Optimizations Can Have Side Effects
When you find ways to make your code faster, those optimizations can cause trouble for people who use your code.
I first encountered this problem in 1968, when I was in college. We had just taken delivery on an IBM System/360 Model 91, which was the fastest general-purpose computer commercially available at the time.
I had been reading about the computer's architecture, and wrote a program that multiplied two 256x256 matrices in order to test my understanding. To my surprise, the program took several times as long to run as I expected. Not only that, but when I increased the matrix size to 257x257, the program ran faster — in fact, it was every bit as fast as I had expected.
After experimenting, I figured out the reason. Like most computers, even today, the processor was much faster than memory. Unlike modern computers, however, this one did not have a cache. Instead, it divided memory into 16 segments, and had hardware to allow data to be fetched from or stored in each segment in parallel with the others. Moreover, as it executed instructions, the processor looked ahead to see what memory locations it would need, and sent out commands to fetch the data from those locations far enough in advance to take the memory cycle time into account.
Programs often access memory sequentially: They look at location n, then n+1, and so on. Accordingly, memory locations were allocated in segments by putting 8 bytes in one segment, the next 8 bytes in the next segment, and so on.

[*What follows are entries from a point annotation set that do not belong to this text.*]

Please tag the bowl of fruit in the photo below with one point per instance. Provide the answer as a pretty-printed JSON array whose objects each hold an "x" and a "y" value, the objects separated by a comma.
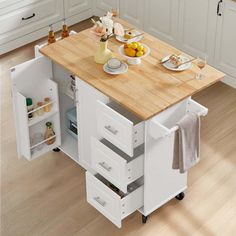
[{"x": 134, "y": 52}]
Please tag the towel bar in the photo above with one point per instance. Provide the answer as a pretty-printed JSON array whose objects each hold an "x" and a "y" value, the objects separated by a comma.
[{"x": 159, "y": 129}]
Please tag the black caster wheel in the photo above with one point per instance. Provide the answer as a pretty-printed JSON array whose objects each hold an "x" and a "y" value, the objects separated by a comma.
[
  {"x": 144, "y": 219},
  {"x": 56, "y": 150},
  {"x": 180, "y": 196}
]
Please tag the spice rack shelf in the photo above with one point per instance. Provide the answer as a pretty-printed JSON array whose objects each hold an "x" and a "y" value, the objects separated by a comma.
[
  {"x": 36, "y": 83},
  {"x": 46, "y": 115}
]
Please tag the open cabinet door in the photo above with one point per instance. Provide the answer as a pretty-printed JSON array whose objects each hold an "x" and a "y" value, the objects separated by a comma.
[{"x": 33, "y": 79}]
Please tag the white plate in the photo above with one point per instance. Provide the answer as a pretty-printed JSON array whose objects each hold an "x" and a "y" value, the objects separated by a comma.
[
  {"x": 123, "y": 69},
  {"x": 171, "y": 66},
  {"x": 124, "y": 40}
]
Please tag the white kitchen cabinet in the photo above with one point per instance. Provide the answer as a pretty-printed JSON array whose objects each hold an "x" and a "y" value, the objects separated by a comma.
[
  {"x": 225, "y": 49},
  {"x": 133, "y": 12},
  {"x": 50, "y": 80},
  {"x": 73, "y": 7},
  {"x": 23, "y": 23},
  {"x": 103, "y": 6},
  {"x": 197, "y": 26},
  {"x": 161, "y": 19},
  {"x": 77, "y": 10},
  {"x": 123, "y": 175}
]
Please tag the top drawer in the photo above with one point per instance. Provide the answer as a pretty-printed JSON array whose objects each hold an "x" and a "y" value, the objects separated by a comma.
[
  {"x": 29, "y": 18},
  {"x": 119, "y": 126}
]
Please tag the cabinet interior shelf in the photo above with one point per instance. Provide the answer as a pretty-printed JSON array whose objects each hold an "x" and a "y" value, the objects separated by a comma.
[
  {"x": 38, "y": 118},
  {"x": 44, "y": 141}
]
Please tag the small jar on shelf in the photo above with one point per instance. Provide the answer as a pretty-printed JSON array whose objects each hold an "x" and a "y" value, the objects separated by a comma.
[
  {"x": 48, "y": 104},
  {"x": 40, "y": 110},
  {"x": 30, "y": 107},
  {"x": 49, "y": 133}
]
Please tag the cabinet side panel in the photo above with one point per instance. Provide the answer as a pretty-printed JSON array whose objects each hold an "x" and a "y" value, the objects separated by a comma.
[
  {"x": 87, "y": 116},
  {"x": 161, "y": 182}
]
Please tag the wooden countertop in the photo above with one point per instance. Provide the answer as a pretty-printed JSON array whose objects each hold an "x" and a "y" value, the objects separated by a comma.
[{"x": 146, "y": 89}]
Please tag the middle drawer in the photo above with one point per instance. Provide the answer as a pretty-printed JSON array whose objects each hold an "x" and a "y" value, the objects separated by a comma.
[
  {"x": 115, "y": 165},
  {"x": 119, "y": 126}
]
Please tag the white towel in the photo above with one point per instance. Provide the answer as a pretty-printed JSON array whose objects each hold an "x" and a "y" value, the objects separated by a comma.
[{"x": 187, "y": 143}]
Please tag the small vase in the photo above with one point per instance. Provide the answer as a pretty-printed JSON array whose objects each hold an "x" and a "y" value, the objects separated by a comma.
[{"x": 103, "y": 54}]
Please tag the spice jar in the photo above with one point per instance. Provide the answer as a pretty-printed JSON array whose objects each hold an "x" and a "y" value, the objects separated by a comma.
[
  {"x": 49, "y": 133},
  {"x": 48, "y": 107},
  {"x": 40, "y": 111},
  {"x": 30, "y": 107}
]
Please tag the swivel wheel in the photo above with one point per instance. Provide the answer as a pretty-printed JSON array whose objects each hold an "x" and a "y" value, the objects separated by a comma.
[
  {"x": 180, "y": 196},
  {"x": 144, "y": 219},
  {"x": 56, "y": 150}
]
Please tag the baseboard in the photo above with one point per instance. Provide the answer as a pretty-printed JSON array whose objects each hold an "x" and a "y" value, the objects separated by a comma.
[{"x": 229, "y": 81}]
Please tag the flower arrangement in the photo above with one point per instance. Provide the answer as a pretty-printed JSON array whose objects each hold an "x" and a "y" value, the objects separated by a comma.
[{"x": 105, "y": 28}]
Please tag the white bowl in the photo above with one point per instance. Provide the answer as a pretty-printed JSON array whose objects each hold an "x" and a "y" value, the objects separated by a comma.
[{"x": 134, "y": 60}]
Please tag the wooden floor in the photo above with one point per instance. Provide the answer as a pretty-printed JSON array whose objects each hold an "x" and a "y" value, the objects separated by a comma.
[{"x": 47, "y": 196}]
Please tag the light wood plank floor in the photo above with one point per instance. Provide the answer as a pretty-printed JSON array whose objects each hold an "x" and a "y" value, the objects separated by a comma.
[{"x": 47, "y": 196}]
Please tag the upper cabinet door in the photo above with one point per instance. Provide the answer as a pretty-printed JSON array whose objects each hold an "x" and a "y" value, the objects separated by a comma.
[
  {"x": 225, "y": 58},
  {"x": 103, "y": 6},
  {"x": 161, "y": 19},
  {"x": 197, "y": 25},
  {"x": 73, "y": 7},
  {"x": 132, "y": 11}
]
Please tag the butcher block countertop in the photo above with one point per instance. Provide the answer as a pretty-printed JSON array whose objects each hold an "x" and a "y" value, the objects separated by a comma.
[{"x": 146, "y": 89}]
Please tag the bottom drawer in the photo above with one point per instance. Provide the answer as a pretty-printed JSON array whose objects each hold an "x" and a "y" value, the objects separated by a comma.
[{"x": 113, "y": 204}]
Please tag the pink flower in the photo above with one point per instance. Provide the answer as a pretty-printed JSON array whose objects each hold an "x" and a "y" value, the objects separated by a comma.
[
  {"x": 118, "y": 29},
  {"x": 99, "y": 30}
]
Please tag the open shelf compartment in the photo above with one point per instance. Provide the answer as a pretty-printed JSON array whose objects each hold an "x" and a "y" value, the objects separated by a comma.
[
  {"x": 32, "y": 79},
  {"x": 164, "y": 124}
]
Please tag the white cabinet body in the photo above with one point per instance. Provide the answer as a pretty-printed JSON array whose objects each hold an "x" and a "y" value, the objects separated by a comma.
[
  {"x": 132, "y": 12},
  {"x": 103, "y": 6},
  {"x": 161, "y": 19},
  {"x": 25, "y": 21},
  {"x": 128, "y": 161},
  {"x": 50, "y": 80},
  {"x": 197, "y": 27},
  {"x": 77, "y": 10},
  {"x": 225, "y": 50}
]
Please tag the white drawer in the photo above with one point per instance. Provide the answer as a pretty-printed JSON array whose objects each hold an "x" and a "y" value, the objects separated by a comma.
[
  {"x": 115, "y": 165},
  {"x": 29, "y": 18},
  {"x": 120, "y": 127},
  {"x": 110, "y": 203}
]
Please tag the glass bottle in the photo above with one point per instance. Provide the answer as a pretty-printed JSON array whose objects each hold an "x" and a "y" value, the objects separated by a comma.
[
  {"x": 49, "y": 133},
  {"x": 51, "y": 35},
  {"x": 65, "y": 30},
  {"x": 48, "y": 107}
]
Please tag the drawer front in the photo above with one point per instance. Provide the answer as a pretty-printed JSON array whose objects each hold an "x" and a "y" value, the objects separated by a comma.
[
  {"x": 110, "y": 204},
  {"x": 114, "y": 167},
  {"x": 27, "y": 19},
  {"x": 103, "y": 199},
  {"x": 115, "y": 128}
]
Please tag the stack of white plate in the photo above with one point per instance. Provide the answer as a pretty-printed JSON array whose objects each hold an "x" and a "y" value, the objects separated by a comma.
[{"x": 115, "y": 67}]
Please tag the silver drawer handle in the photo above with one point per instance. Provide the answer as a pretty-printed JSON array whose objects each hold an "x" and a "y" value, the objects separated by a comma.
[
  {"x": 99, "y": 201},
  {"x": 110, "y": 129},
  {"x": 104, "y": 166}
]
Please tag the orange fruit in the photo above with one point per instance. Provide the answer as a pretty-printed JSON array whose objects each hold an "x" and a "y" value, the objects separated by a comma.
[
  {"x": 126, "y": 45},
  {"x": 130, "y": 52}
]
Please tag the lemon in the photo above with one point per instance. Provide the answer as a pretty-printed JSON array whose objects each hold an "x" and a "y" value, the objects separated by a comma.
[
  {"x": 139, "y": 54},
  {"x": 130, "y": 52},
  {"x": 134, "y": 45},
  {"x": 140, "y": 48}
]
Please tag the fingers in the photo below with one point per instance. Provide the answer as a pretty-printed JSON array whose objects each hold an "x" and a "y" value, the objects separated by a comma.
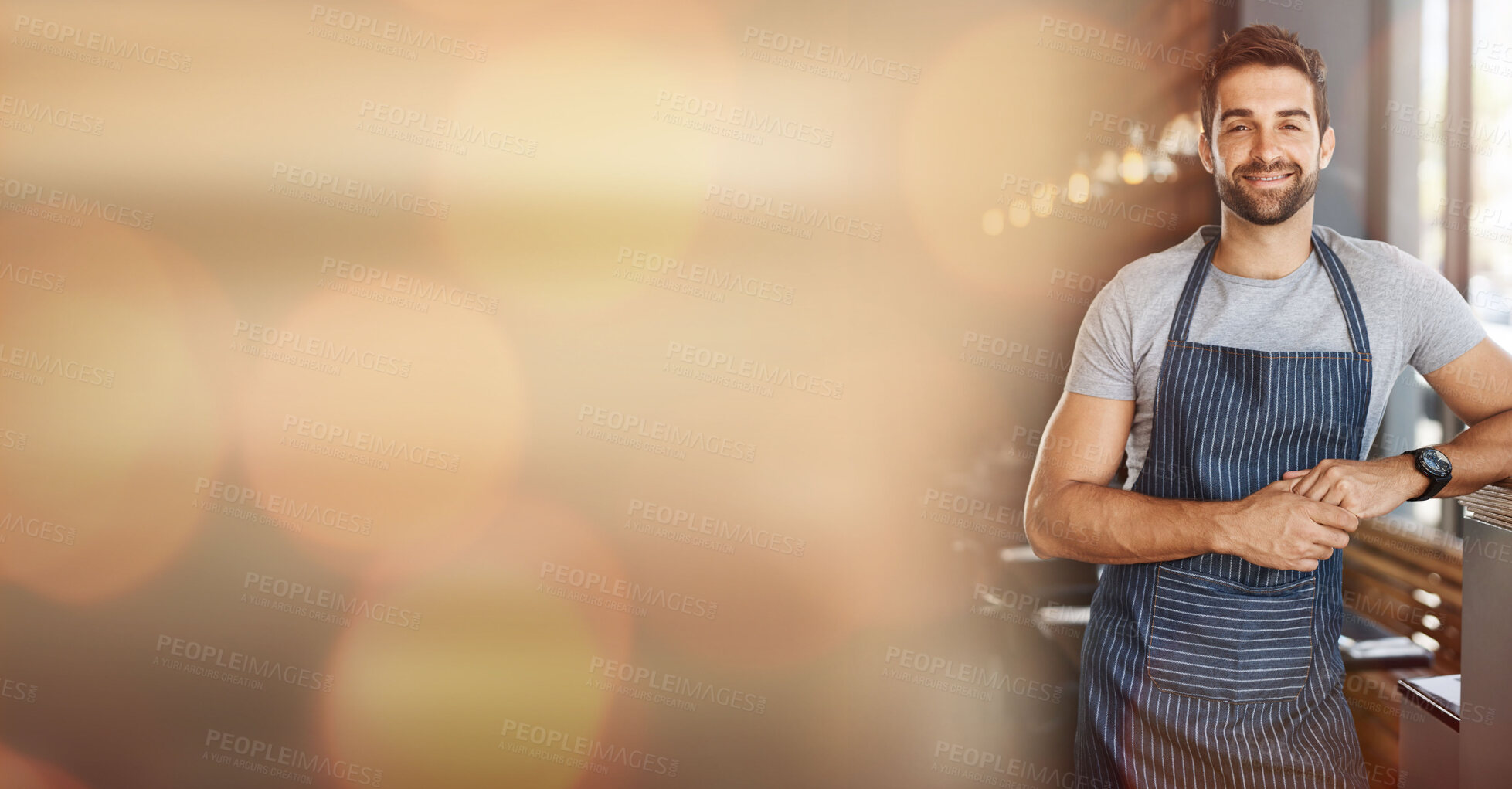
[
  {"x": 1331, "y": 539},
  {"x": 1308, "y": 481},
  {"x": 1334, "y": 515}
]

To figure out which segment contained a particular address, the hardware would discard the low-order three bits (i.e., divide by 8), then look at the next four bits (i.e., divide the quotient by 16 and look at the remainder).

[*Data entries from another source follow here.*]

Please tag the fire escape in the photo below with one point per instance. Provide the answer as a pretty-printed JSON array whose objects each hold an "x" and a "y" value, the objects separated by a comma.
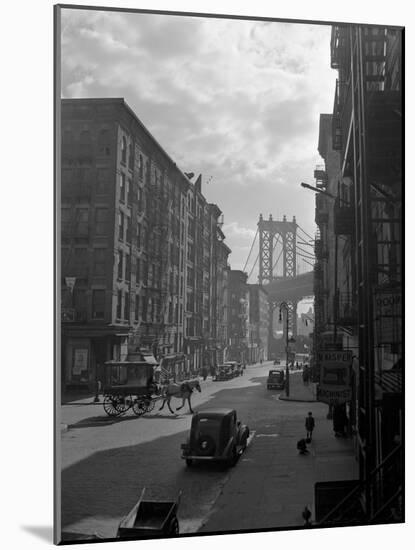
[
  {"x": 367, "y": 129},
  {"x": 76, "y": 157}
]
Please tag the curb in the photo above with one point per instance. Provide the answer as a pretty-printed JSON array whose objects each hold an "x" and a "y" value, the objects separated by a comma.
[{"x": 298, "y": 400}]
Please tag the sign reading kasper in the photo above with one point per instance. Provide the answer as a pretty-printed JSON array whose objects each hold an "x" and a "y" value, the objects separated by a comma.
[{"x": 334, "y": 386}]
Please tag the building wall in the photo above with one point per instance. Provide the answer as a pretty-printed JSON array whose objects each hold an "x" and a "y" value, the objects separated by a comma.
[
  {"x": 238, "y": 319},
  {"x": 137, "y": 242}
]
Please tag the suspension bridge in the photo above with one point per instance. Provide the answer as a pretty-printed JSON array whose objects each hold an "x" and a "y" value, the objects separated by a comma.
[{"x": 283, "y": 247}]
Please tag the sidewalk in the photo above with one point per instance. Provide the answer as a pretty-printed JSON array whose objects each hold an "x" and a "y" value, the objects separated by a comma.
[{"x": 272, "y": 482}]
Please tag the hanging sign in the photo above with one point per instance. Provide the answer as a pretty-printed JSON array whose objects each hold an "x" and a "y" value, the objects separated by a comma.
[{"x": 388, "y": 316}]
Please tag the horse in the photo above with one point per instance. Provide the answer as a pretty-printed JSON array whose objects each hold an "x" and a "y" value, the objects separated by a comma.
[{"x": 182, "y": 391}]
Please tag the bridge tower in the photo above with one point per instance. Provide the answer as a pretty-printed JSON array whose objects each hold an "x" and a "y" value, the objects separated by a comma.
[{"x": 270, "y": 231}]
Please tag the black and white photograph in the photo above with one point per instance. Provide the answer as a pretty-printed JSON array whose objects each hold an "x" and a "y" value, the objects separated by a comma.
[{"x": 229, "y": 220}]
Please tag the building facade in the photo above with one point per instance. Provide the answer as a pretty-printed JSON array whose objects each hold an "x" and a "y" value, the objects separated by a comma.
[
  {"x": 258, "y": 323},
  {"x": 358, "y": 278},
  {"x": 238, "y": 327},
  {"x": 137, "y": 247}
]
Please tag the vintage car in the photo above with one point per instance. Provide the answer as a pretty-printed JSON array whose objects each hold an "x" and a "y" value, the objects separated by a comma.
[
  {"x": 223, "y": 372},
  {"x": 235, "y": 368},
  {"x": 276, "y": 380},
  {"x": 215, "y": 435}
]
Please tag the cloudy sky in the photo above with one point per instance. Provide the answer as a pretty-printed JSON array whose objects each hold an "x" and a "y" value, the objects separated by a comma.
[{"x": 237, "y": 101}]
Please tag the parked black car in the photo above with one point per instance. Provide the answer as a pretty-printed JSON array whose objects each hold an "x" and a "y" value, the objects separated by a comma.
[
  {"x": 276, "y": 380},
  {"x": 215, "y": 435}
]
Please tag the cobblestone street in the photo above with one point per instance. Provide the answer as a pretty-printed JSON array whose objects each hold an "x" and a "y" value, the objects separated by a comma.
[{"x": 107, "y": 462}]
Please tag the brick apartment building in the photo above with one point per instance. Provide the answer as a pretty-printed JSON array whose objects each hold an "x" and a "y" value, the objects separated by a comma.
[{"x": 139, "y": 248}]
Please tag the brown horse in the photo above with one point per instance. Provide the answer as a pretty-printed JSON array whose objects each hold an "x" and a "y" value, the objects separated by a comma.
[{"x": 182, "y": 391}]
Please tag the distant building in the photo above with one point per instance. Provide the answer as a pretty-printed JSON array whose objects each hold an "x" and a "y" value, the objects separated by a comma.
[
  {"x": 138, "y": 249},
  {"x": 238, "y": 319},
  {"x": 259, "y": 318}
]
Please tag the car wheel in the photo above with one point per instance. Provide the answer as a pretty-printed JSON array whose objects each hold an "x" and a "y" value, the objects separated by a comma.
[{"x": 206, "y": 445}]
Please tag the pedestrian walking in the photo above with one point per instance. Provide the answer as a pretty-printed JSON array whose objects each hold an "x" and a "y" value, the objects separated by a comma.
[
  {"x": 309, "y": 425},
  {"x": 302, "y": 447}
]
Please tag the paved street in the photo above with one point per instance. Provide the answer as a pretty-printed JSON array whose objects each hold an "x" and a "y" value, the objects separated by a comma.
[{"x": 107, "y": 462}]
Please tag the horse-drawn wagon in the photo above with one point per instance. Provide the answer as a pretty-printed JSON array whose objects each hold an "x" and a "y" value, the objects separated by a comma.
[{"x": 129, "y": 385}]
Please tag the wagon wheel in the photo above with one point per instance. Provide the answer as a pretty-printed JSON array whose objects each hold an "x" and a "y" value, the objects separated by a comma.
[
  {"x": 150, "y": 403},
  {"x": 122, "y": 403},
  {"x": 110, "y": 405},
  {"x": 139, "y": 407}
]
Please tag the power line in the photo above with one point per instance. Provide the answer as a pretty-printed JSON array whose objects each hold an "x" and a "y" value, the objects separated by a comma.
[{"x": 252, "y": 246}]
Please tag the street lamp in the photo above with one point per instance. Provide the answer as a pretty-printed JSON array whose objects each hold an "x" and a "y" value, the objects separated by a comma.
[{"x": 284, "y": 306}]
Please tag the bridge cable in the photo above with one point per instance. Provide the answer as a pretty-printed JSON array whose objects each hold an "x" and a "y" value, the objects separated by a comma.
[
  {"x": 311, "y": 256},
  {"x": 307, "y": 262},
  {"x": 252, "y": 246},
  {"x": 304, "y": 258},
  {"x": 309, "y": 236},
  {"x": 253, "y": 267}
]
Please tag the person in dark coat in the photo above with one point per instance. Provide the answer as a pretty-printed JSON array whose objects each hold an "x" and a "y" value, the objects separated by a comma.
[
  {"x": 302, "y": 446},
  {"x": 309, "y": 425}
]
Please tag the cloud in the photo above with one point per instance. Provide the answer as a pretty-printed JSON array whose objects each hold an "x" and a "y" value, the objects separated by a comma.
[{"x": 233, "y": 99}]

Multiplying two matrices involves looking at successive elements of a row of one matrix in parallel with elements of a column of the other matrix. If both matrices are stored in the same way, then either the rows or the columns of a 256x256-element matrix will have their consecutive elements 256 positions apart. By implication, these consecutive elements will all wind up in the same memory segment.

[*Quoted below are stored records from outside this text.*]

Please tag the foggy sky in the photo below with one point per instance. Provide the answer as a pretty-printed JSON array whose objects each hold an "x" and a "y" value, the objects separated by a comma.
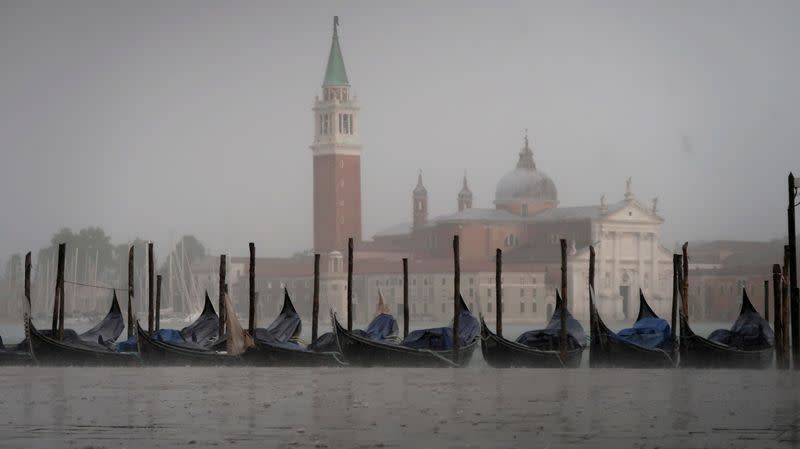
[{"x": 154, "y": 119}]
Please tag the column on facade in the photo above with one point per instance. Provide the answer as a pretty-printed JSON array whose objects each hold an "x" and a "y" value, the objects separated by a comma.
[{"x": 640, "y": 252}]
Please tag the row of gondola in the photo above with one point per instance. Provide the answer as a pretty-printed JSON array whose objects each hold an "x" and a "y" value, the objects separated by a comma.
[{"x": 650, "y": 343}]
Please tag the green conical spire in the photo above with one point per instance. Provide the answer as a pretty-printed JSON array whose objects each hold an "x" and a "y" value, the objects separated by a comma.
[{"x": 335, "y": 73}]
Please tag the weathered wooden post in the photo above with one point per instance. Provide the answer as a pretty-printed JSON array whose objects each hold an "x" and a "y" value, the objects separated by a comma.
[
  {"x": 251, "y": 325},
  {"x": 778, "y": 316},
  {"x": 130, "y": 292},
  {"x": 158, "y": 303},
  {"x": 315, "y": 304},
  {"x": 498, "y": 288},
  {"x": 786, "y": 310},
  {"x": 62, "y": 248},
  {"x": 793, "y": 290},
  {"x": 150, "y": 288},
  {"x": 221, "y": 307},
  {"x": 28, "y": 281},
  {"x": 594, "y": 331},
  {"x": 562, "y": 345},
  {"x": 61, "y": 294},
  {"x": 456, "y": 299},
  {"x": 676, "y": 268},
  {"x": 685, "y": 284},
  {"x": 350, "y": 284},
  {"x": 405, "y": 297}
]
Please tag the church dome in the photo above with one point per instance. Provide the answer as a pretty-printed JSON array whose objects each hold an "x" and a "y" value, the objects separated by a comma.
[{"x": 525, "y": 182}]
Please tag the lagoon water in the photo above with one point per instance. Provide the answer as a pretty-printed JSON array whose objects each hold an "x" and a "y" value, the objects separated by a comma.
[{"x": 477, "y": 406}]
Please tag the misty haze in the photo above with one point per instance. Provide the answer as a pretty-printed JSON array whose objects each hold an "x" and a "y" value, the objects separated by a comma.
[{"x": 531, "y": 224}]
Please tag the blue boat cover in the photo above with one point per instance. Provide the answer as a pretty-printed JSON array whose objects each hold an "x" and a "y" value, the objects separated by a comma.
[
  {"x": 549, "y": 338},
  {"x": 750, "y": 332},
  {"x": 204, "y": 331},
  {"x": 441, "y": 338},
  {"x": 109, "y": 329},
  {"x": 284, "y": 329},
  {"x": 651, "y": 333}
]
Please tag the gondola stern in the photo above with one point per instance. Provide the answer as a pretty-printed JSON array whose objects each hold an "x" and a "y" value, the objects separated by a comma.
[{"x": 644, "y": 308}]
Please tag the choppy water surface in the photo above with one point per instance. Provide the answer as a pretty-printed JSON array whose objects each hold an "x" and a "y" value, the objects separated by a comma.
[{"x": 347, "y": 407}]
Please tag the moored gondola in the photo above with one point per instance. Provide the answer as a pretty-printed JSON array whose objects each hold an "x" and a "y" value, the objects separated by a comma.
[
  {"x": 279, "y": 345},
  {"x": 535, "y": 349},
  {"x": 648, "y": 344},
  {"x": 749, "y": 343},
  {"x": 422, "y": 348},
  {"x": 92, "y": 348}
]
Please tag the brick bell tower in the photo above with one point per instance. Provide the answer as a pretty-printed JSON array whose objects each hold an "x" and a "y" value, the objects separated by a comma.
[{"x": 337, "y": 158}]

Accordingly, when my program fetched the matrix elements in order to multiply them, all of the elements that it fetched from one of those matrices were in the same memory segment. As a result, the machine had to wait for that one memory segment to cycle each time it processed a matrix element, and the program ran more slowly. When I changed the matrices to 257x257, the problem went away.
This example indicates a general problem. One of the more common ways of speeding up programs is to figure out what operations those programs do particularly often, and find fast ways of doing them. This strategy creates an artificial breakpoint: If what you're doing fits the definition of a common operation, it's much faster than if it doesn't. Such breakpoints encourage people to program in ways that stay within the definition of "common," causing system designers to spend even less time on the uncommon cases, and so on.
This phenomenon makes program performance harder to predict than it would be otherwise. Even if an algorithm runs in, say, linear time, you cannot blithely assume that doubling the size of the input will only double the program's execution time. It might be that the larger size exceeds a breakpoint, which in turn causes the program to run much more slowly than expected.
Such breakpoints and side effects are yet another reason that you should take the trouble to measure your programs if you care about how long they take to run.